No one knew better than Roald Dahl these seductive, wild pleasures, epitomised in The Giraffe and the Pelly and Me. The characters inherit their own sweetshop, with delicacies from all over the world.

"There were Gumtwizzlers and Fizzwinkles from China, Frothblowers and Spitsizzlers from Africa, Tummytickers and Gobwangles from the Fiji Islands and Liplickers and Plushnuggets from the Land of the Midnight Sun. . . there were Nishnobblers and Gumglotters and Blue Bubblers and sherbet Slurpers and Tongue Rakers, and as well as all this, there was a whole lot of splendid stuff from the great Wonka Factory itself, for example the famous Willy Wonka Rainbow Drops - suck them and you can spit in seven different colours. And his Stickjaw for talkative parents. And his Mint Jujubs that will give the boy next door green teeth for a month."

Dahl's dazzling confectionery defines the whole domain of childhood: the disgusting habits, the otherness, that magical, suspended state of surrealism.

There has always been a strong thread of the surreal in the alchemy of sweet-making. Seaside novelties like rock bacon and eggs and candied false teeth date back to earlier sugar sculptures of gloves and slippers, knives and knots, snails and snakes. In Mexico, the Day of the Dead is celebrated with sugar models of skulls, coffins, skeletons, bones and tombstones. In Sicily, they make sugar models of ballerinas, cowboys, Disney figures.
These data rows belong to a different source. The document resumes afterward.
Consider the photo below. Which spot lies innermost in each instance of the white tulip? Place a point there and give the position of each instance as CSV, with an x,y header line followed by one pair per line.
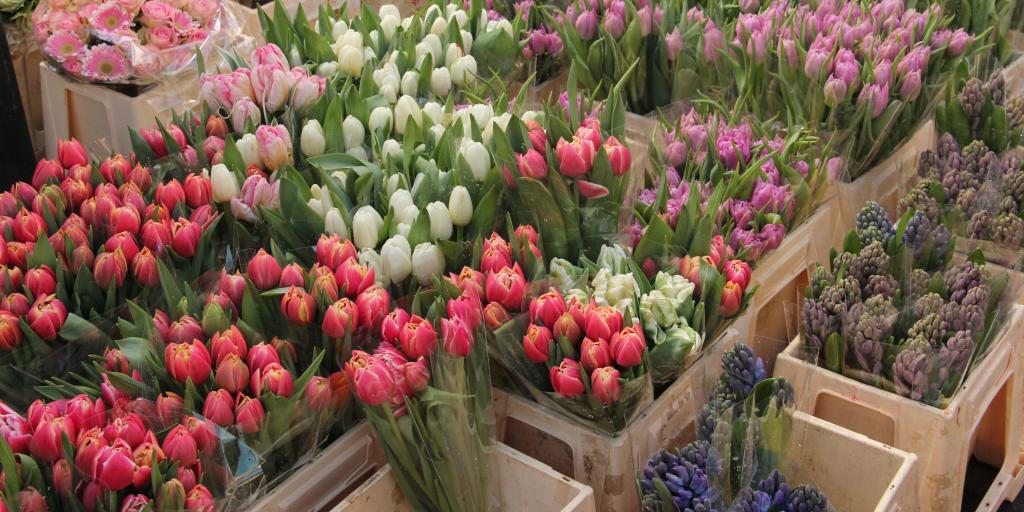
x,y
327,70
428,261
439,27
249,147
350,61
353,131
464,71
380,119
390,148
334,223
440,220
477,158
396,259
461,206
453,53
399,200
367,224
311,139
404,111
440,82
411,83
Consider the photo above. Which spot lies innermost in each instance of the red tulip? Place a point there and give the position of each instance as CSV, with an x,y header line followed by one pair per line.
x,y
457,337
184,237
263,270
47,316
393,324
537,343
418,338
199,190
495,315
602,322
180,445
187,360
628,347
219,407
576,158
565,379
72,153
249,415
372,379
46,438
169,195
507,287
298,306
340,318
619,155
547,308
183,330
372,305
272,378
594,354
605,386
169,408
732,299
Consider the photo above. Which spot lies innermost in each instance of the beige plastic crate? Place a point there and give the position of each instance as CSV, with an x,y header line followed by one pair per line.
x,y
984,419
857,473
99,117
523,485
332,475
609,464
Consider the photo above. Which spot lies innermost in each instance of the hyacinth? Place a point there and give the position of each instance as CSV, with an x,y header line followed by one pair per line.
x,y
962,278
882,285
742,369
930,328
1015,113
919,229
873,224
1009,229
688,484
871,260
817,324
807,499
927,304
947,145
955,317
972,97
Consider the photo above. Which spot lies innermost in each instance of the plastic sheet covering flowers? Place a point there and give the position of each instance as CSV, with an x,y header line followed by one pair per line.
x,y
893,311
739,460
133,42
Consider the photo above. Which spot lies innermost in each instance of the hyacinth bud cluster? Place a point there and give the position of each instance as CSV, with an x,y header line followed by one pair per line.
x,y
918,327
689,475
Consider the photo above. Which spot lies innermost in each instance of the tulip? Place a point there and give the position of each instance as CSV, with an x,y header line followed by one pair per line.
x,y
565,379
605,386
628,347
46,438
46,316
263,270
187,360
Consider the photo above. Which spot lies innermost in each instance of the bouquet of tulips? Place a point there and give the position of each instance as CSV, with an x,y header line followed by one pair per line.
x,y
892,310
737,180
738,460
428,395
109,452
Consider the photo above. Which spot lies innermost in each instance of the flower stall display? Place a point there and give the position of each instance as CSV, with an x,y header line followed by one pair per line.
x,y
892,310
738,461
741,181
119,43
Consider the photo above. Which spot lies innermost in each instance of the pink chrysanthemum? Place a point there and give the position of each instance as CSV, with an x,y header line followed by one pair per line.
x,y
64,46
105,62
111,18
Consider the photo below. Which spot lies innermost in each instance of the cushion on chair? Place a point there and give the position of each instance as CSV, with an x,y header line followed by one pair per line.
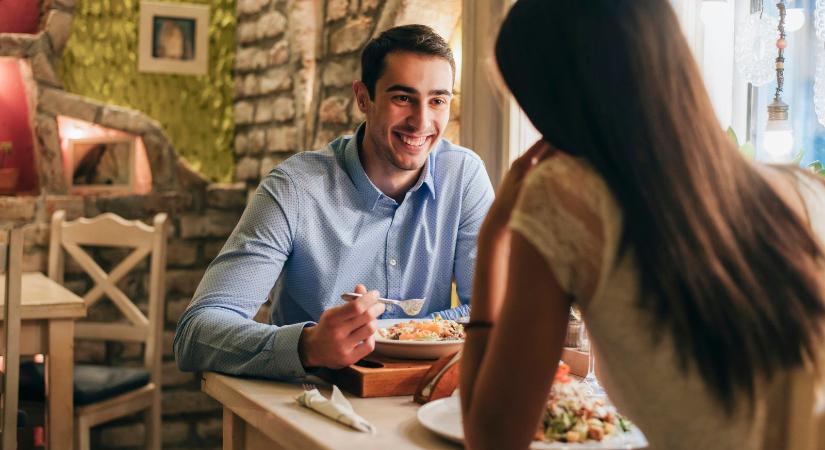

Even the names of real sweets border on the surreal. Tim Richardson, in Sweets: The History of Temptation, revels in the sounds of forgotten treasures like the Tootsie Roll, Milk Duds, Black Bullets, Zagnuts, Rainbow Crystals, as well as bizarre commemorative items like Gibraltar Rock, Wellington's Pillars, Bonaparte Ribs and Nelson's Balls. Contemporary favourites, according to a cross-section of thriving internet sweet suppliers, include Cherry Lips, Candy Letters, Freaky Fish, Jelly Pythons, Sweet Tobacco and Fizzie Wizzies.

Extravagant names, colourful excess, intoxicating variety - sweets are a model of human inventiveness and exuberance. That's why we should throw off the shackles of religion, repression and joyless disapproval, confiscate the candy from the kids and reclaim it for humanism. What we need now is our own litany of indulgence: silver cant-stoppers to offer to Jehovah's Witnesses at the door; green evolutionary lizards to pass round outside creationist schools; God is Dead comfits and flying pigs with angel wings. Let's glory in our own jelly Popes - to devour head first; our Secular Sizzlers, Rationalist Rock, Enlightenment Mints, Marx Mallows, Freudian Fizzies, Darwin's Delights and AgnoSticks.

And maybe a few acid drops to cool that mounting election fever. Served with a large bag of humbugs.